Mondelez International's balance sheet may also have given the Oracle of Omaha and his team reason to pause. The company closed out September with around $20 billion in long- and short-term debt, compared to just $1.6 billion in cash and cash equivalents. Further, the $23.3 billion in goodwill Mondelez is carrying suggests a future (sizable) writedown is possible. Buffett's company was previously stung when core holding Kraft Heinz took a hefty goodwill writedown in February 2019.

But the nail in the coffin might be Mondelez International's valuation. Investors are paying about 20 times forward-year earnings right now for a company expected to grow its sales by less than 4% in 2024.

Procter & Gamble: Sold remaining 315,400 shares

Consumer staples stock Procter & Gamble (PG -0.78%), which is often referred to as P&G, was a fourth brand-name, longtime holding that was shown the door in the September-ended quarter. Prior to being sold, it had been a fixture in Berkshire Hathaway's portfolio since the first quarter of 2005.

Whereas Mondelez has used acquisitions to its advantage and grown its volume/mix, P&G hasn't been as lucky. The company's fiscal first-quarter results yielded 6% net sales growth, but a 1% drop in volume. Procter & Gamble is the perfect example of a company whose current growth is entirely dependent on passing along higher prices to consumers. But with the prevailing inflation rate declining since its peak in June 2022, consumers have begun trading down to cheaper store brands.

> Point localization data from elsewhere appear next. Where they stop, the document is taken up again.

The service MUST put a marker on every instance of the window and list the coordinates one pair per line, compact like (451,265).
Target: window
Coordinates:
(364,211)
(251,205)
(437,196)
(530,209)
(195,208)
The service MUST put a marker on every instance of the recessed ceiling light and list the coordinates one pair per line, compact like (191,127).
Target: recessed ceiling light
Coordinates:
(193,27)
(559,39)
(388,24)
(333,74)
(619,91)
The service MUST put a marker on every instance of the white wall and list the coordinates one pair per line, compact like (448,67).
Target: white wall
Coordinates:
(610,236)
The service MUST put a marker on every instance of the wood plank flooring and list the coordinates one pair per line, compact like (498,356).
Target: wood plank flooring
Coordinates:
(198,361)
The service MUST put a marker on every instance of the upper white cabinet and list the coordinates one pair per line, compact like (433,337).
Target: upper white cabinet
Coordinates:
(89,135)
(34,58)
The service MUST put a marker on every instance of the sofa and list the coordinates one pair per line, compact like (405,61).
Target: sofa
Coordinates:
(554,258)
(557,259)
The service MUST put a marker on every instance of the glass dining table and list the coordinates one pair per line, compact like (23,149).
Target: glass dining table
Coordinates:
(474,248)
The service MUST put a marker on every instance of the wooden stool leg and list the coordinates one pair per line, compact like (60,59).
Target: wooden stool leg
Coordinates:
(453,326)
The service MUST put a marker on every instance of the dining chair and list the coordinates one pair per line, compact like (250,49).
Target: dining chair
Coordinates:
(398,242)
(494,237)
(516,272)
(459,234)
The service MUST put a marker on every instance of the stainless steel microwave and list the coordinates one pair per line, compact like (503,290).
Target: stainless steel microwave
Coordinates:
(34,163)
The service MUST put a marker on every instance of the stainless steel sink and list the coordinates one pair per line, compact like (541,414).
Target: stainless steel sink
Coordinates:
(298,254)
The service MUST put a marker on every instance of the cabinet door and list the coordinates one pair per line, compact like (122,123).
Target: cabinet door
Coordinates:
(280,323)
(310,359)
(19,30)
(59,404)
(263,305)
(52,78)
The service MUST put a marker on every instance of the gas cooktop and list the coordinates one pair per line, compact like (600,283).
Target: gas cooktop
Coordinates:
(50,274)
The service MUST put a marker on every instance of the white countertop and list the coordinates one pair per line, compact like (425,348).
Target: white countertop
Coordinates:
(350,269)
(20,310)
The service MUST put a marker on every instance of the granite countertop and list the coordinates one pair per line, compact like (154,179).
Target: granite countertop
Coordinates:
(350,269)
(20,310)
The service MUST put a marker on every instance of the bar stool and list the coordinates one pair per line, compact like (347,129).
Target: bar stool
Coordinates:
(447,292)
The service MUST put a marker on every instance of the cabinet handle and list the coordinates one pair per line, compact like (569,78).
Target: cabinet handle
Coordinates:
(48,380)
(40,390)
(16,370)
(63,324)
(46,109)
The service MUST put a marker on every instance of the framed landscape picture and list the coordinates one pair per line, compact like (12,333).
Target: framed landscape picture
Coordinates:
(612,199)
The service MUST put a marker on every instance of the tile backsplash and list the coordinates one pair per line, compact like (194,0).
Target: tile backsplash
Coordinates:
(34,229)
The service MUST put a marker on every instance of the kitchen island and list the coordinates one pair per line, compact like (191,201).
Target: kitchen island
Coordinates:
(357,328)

An off-the-radar issue that may have coerced Buffett and/or his team to sell P&G is the strengthening U.S. dollar. Since P&G reports its sales and profits in dollars, conversion of foreign currencies to dollars is expected to result in an up to $1 billion after-tax headwind for the company in fiscal 2024.

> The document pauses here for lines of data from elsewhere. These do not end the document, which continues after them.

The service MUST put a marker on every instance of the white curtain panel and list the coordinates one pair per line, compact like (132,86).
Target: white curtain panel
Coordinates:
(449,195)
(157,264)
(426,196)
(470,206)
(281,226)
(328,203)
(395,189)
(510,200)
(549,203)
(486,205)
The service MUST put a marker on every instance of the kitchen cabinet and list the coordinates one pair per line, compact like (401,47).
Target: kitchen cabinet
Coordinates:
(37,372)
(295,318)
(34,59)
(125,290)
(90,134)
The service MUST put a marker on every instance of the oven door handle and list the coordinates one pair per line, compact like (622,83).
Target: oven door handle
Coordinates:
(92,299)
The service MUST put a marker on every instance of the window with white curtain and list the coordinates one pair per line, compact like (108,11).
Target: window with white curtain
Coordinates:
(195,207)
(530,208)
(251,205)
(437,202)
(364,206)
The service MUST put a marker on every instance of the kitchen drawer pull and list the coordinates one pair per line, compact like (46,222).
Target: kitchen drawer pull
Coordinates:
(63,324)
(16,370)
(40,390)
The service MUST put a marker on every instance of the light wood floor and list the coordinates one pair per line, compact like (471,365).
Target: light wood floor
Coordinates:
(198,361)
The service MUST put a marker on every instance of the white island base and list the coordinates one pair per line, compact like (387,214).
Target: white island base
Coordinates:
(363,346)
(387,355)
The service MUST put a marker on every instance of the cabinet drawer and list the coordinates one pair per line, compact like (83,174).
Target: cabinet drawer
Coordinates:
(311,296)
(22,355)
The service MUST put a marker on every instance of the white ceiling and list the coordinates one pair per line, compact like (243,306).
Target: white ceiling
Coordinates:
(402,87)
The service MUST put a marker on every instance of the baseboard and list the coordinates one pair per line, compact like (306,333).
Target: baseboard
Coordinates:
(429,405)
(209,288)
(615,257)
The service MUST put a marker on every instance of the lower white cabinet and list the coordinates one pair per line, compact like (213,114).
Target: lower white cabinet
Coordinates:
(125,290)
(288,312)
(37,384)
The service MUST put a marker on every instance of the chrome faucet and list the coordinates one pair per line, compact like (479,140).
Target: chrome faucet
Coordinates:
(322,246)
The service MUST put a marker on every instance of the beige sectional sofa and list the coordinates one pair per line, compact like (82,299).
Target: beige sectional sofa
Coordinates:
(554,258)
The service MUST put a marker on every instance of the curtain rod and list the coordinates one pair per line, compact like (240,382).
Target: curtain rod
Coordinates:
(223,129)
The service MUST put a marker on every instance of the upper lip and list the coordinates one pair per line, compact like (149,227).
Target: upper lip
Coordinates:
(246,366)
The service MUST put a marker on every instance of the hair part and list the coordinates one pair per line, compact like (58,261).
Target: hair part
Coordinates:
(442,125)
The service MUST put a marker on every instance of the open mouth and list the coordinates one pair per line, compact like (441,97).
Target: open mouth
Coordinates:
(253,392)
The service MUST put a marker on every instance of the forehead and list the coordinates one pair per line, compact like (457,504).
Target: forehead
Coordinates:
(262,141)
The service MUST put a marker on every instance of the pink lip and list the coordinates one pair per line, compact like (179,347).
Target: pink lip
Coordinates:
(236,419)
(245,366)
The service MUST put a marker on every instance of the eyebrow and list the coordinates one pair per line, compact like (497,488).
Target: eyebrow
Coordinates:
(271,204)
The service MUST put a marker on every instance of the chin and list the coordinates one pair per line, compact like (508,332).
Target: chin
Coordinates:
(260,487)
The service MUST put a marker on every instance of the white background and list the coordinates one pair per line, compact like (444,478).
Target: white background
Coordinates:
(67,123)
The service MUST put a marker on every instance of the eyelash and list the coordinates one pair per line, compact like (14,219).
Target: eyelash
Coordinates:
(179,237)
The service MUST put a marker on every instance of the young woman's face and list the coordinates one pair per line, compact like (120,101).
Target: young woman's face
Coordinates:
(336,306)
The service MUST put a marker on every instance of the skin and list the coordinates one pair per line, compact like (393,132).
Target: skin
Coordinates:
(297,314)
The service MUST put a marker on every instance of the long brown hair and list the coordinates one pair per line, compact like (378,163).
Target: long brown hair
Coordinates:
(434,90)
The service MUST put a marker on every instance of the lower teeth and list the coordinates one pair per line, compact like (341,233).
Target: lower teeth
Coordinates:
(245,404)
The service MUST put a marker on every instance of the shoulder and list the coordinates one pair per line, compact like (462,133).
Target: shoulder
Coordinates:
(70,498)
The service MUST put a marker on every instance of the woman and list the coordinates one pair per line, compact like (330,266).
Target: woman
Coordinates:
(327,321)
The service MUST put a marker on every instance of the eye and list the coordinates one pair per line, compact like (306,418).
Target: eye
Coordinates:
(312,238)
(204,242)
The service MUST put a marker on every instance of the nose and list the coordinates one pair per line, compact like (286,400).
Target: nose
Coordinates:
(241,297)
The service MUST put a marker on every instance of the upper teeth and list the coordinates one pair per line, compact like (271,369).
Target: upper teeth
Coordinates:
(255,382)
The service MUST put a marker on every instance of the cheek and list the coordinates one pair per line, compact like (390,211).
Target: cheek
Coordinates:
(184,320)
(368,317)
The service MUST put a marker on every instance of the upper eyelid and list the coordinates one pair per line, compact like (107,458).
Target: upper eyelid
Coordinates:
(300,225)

Currency movements are usually overlooked by long-term investors, since they have no impact on a company's ability to sell its goods and services or innovate. But with P&G trading for 22 times forward-year earnings yet delivering only low-to-mid-single-digit annual sales growth, these headwinds can't be ignored. If U.S. economic growth were to weaken, P&G simply doesn't offer the value fundamentally focused investors like Buffett would be seeking.

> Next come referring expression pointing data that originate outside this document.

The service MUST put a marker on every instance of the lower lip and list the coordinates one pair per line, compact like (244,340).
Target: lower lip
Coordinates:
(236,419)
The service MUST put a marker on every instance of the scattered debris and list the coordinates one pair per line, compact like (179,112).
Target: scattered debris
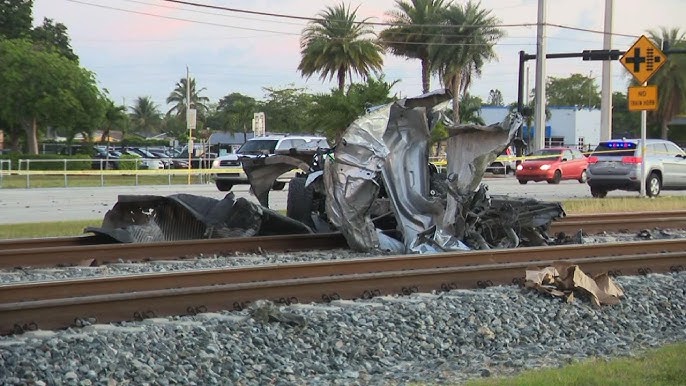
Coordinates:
(563,280)
(376,187)
(143,219)
(264,311)
(384,156)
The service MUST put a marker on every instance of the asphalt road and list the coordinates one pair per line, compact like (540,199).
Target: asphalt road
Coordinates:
(55,204)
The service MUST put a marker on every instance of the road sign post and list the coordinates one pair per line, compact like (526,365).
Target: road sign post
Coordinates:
(642,60)
(642,98)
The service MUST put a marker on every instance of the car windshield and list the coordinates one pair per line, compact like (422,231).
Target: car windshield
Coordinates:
(545,155)
(617,148)
(258,146)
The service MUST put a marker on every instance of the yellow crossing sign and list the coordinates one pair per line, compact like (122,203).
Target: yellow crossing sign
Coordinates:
(643,59)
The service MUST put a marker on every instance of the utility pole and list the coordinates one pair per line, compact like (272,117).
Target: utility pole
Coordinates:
(188,122)
(606,92)
(539,115)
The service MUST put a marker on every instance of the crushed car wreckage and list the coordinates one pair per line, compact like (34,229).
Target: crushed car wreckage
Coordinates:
(376,186)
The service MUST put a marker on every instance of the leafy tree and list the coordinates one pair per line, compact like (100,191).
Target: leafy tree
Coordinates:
(670,79)
(332,113)
(235,113)
(53,35)
(336,44)
(16,17)
(470,112)
(115,118)
(178,98)
(464,47)
(239,110)
(414,27)
(576,90)
(175,126)
(43,88)
(495,98)
(286,109)
(145,115)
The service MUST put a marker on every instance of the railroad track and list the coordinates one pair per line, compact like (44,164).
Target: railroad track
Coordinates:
(91,250)
(59,304)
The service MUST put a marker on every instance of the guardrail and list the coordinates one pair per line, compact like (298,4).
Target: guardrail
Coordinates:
(4,170)
(102,168)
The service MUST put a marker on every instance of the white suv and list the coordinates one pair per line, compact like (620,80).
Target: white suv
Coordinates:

Johnson & Johnson: Sold remaining 327,100 shares

The fifth and final longtime holding that Warren Buffett completely sold during the third quarter is healthcare giant Johnson & Johnson (JNJ -0.46%), well-known as J&J. Prior to getting the boot, J&J had been a staple in Berkshire Hathaway's portfolio since the first quarter of 2006.

Though it would appear that Buffett and his team were intent on purging any brand-name company with an acronym, the more logical explanation for J&J being jettisoned has to do with the ongoing litigation it's facing and Buffett's willingness (or should I say unwillingness) to track catalysts for drug developers.

With regard to the former, Johnson & Johnson is facing approximately 100,000 lawsuits that allege its now-discontinued baby powder containing talc causes cancer. Though J&J hasn't admitted to any wrongdoing, it has attempted to resolve these claims on two separate occasions. Both attempts to settle were tossed in court. The financial uncertainty Johnson & Johnson faces from this litigation is clearly weighing on its stock.

Perhaps the bigger issue for J&J is that it's shifted its focus to brand-name drugs. Whereas Buffett understands the financial industry very well, he simply doesn't have the same passion for healthcare stocks. Neither he nor his core investment team appear to have much desire to review drug trials and experimental-drug pipelines.

But among the five stocks Buffett and his team sold during the third quarter, J&J offers the best value proposition. It's one of only two AAA-rated public companies, and it's historically inexpensive. My money would be on Buffett regretting the sale of J&J in a few years.